Rollback Strategies

Why Rollback Must Be Instant

Every deployment can fail. The question is how quickly you recover. A rollback plan designed in advance takes 30 seconds. A rollback improvised during an incident takes 30 minutes.

Rollback target: previous known-good version deployed within 2 minutes.

Instant Rollback — Blue-Green

The fastest rollback method. Switch traffic back to the previous environment.

Production traffic → [Green v2] (current, broken)
                   ↓ flip load balancer
Production traffic → [Blue v1] (previous, healthy)

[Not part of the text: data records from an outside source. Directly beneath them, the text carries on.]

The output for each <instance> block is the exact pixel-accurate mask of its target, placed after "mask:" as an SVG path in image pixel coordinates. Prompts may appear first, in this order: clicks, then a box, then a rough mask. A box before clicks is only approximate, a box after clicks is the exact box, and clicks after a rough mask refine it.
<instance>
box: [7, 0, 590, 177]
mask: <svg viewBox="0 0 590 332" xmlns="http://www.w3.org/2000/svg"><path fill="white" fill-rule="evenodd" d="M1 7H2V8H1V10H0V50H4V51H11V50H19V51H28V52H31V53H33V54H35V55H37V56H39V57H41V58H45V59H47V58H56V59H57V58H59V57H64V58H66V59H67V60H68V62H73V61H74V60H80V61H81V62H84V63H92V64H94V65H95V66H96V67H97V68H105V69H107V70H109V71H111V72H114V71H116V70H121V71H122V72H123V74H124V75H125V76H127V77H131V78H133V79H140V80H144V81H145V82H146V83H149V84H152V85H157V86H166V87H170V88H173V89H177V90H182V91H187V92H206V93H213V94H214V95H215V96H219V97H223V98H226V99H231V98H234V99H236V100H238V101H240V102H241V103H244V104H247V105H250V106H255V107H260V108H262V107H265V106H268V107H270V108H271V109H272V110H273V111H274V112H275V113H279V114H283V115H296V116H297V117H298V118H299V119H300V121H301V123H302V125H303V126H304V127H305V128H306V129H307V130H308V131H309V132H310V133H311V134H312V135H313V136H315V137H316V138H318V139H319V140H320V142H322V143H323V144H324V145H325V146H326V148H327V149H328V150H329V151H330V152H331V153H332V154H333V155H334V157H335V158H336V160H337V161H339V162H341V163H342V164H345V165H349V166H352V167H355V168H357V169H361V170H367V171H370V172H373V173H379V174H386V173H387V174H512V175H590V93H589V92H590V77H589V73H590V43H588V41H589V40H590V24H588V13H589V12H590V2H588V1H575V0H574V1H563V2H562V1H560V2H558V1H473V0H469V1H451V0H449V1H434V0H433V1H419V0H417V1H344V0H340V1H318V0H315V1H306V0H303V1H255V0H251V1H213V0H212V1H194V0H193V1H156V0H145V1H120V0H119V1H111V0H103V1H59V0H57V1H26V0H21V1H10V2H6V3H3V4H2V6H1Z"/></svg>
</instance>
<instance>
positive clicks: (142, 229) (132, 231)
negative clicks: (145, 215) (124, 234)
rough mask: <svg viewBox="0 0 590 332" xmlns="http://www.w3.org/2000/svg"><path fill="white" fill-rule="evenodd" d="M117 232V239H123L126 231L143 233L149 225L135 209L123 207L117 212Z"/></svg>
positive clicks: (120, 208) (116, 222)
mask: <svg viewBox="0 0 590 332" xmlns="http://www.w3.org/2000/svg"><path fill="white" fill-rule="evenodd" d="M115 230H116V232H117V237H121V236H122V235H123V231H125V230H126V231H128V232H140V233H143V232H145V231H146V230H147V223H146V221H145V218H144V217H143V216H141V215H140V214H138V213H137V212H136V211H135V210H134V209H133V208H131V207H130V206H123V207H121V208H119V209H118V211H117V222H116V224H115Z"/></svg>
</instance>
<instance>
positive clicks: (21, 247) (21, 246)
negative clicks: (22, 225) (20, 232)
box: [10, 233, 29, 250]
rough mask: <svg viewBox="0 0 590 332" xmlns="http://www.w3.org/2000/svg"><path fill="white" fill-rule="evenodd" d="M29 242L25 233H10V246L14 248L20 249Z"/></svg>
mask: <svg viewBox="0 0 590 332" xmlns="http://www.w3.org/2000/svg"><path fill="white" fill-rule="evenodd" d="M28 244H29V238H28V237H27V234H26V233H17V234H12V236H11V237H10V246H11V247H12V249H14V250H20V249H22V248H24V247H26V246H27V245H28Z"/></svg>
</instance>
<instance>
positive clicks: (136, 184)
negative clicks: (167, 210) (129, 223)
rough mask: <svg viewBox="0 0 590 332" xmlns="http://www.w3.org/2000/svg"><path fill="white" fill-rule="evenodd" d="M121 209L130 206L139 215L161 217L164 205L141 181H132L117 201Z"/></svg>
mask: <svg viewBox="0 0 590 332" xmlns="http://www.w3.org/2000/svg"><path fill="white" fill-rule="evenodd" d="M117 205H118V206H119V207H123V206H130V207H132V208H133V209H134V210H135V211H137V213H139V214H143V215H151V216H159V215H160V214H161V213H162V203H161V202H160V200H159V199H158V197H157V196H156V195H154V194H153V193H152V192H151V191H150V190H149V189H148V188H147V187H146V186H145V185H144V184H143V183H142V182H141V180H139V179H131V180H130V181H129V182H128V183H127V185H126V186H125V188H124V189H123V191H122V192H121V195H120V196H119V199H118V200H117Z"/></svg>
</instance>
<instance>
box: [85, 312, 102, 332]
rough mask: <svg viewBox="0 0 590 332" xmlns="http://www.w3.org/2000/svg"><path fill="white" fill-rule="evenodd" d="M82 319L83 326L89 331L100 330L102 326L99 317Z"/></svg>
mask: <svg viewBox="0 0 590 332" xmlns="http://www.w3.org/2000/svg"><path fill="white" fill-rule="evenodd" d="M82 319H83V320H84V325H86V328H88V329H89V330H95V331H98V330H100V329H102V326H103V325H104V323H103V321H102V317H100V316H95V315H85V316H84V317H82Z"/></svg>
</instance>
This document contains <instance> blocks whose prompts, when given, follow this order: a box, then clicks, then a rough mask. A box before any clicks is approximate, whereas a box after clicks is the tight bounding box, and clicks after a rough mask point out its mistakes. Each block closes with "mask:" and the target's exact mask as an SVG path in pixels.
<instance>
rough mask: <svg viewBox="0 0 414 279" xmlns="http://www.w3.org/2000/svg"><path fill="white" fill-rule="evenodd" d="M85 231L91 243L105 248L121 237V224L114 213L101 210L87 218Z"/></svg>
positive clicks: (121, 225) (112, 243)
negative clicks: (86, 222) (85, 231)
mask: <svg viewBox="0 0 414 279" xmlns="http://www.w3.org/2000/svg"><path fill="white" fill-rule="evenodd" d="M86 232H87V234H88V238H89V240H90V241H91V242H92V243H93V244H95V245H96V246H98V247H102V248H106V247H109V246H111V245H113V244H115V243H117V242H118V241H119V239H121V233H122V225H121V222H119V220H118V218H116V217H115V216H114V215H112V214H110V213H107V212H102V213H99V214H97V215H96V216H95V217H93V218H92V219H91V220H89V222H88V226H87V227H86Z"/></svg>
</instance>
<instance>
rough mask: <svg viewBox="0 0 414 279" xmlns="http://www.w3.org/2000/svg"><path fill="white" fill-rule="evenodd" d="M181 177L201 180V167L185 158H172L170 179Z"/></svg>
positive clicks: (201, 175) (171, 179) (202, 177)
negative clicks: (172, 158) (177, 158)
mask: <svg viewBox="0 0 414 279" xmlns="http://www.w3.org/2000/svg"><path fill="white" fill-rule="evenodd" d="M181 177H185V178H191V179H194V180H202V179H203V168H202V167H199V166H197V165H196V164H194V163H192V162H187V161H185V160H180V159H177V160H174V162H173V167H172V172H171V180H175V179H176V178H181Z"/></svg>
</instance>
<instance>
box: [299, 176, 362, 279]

Switch time: seconds. Zero downtime. No redeployment needed.

# Kubernetes — patch the service to point to previous deployment
kubectl patch service api-service \
  -p '{"spec":{"selector":{"version":"v1"}}}'

Version Rollback — Kubernetes

Kubernetes keeps a deployment history. Roll back to any previous revision:

# View history
kubectl rollout history deployment/api-service

# Roll back to previous
kubectl rollout undo deployment/api-service

# Roll back to specific revision
kubectl rollout undo deployment/api-service --to-revision=3

# Monitor rollback
kubectl rollout status deployment/api-service

Automated Rollback on Health Failure

# Kubernetes with Argo Rollouts — auto-rollback on metric breach
analysis:
  templates:
    - templateName: success-rate
  args:
    - name: service-name
      value: api-service
  successCondition: result[0] >= 0.99
  failureLimit: 3
  # if analysis fails 3 times → automatic rollback to previous version

Traffic Switching — Canary Rollback

During a canary deployment, abort and route all traffic back to v1:

# Argo Rollouts — abort canary
kubectl argo rollouts abort api-service

# Or via CI trigger
kubectl argo rollouts set weight api-service 0

# GitHub Actions — rollback job triggered by monitoring alert
rollback:
  if: failure()
  needs: deploy-canary
  steps:
    - run: kubectl argo rollouts abort ${{ env.SERVICE }}
    - name: Notify
      run: |
        curl -X POST ${{ secrets.SLACK_WEBHOOK }} \
          -d '{"text":"Rollback triggered for ${{ env.SERVICE }}"}'

Database Migration Rollback

Code rollback is easy. Database migration rollback is hard.

Strategy: Backwards-Compatible Migrations

Never write migrations that break the previous version of the code. Deploy in two phases:

Phase 1 — Expand (before code deploy):

-- Add new column, keep old one
ALTER TABLE users ADD COLUMN email_v2 VARCHAR(255);

Phase 2 — Contract (after new code is stable):

-- Remove old column only when new code is fully deployed and stable
ALTER TABLE users DROP COLUMN email;
ALTER TABLE users RENAME COLUMN email_v2 TO email;

Between Phase 1 and Phase 2, both old and new code versions work.

Never Write Destructive Migrations

-- Never in a single deploy:
ALTER TABLE users DROP COLUMN email;         -- breaks old code instantly
ALTER TABLE orders RENAME COLUMN total TO amount; -- breaks old code instantly

Rollback Decision Matrix

Situation	Action	Time
Error rate spike after deploy	Rollback immediately	< 2 min
Latency exceeds SLO	Rollback if not fixable in 15 min	< 2 min
One non-critical bug	Fix forward with hotfix	< 30 min
Data corruption	Rollback + DB restore	30–60 min
Canary showing errors	Abort canary	< 1 min

Rollback Runbook

Keep this documented and accessible during incidents:

## Rollback Runbook — API Service

### Kubernetes rollback (30 seconds)
kubectl rollout undo deployment/api-service -n production
kubectl rollout status deployment/api-service -n production

### Verify health after rollback
curl https://api.example.com/health

### Announce
Post in #incidents: "Rolled back api-service to previous version. Investigating."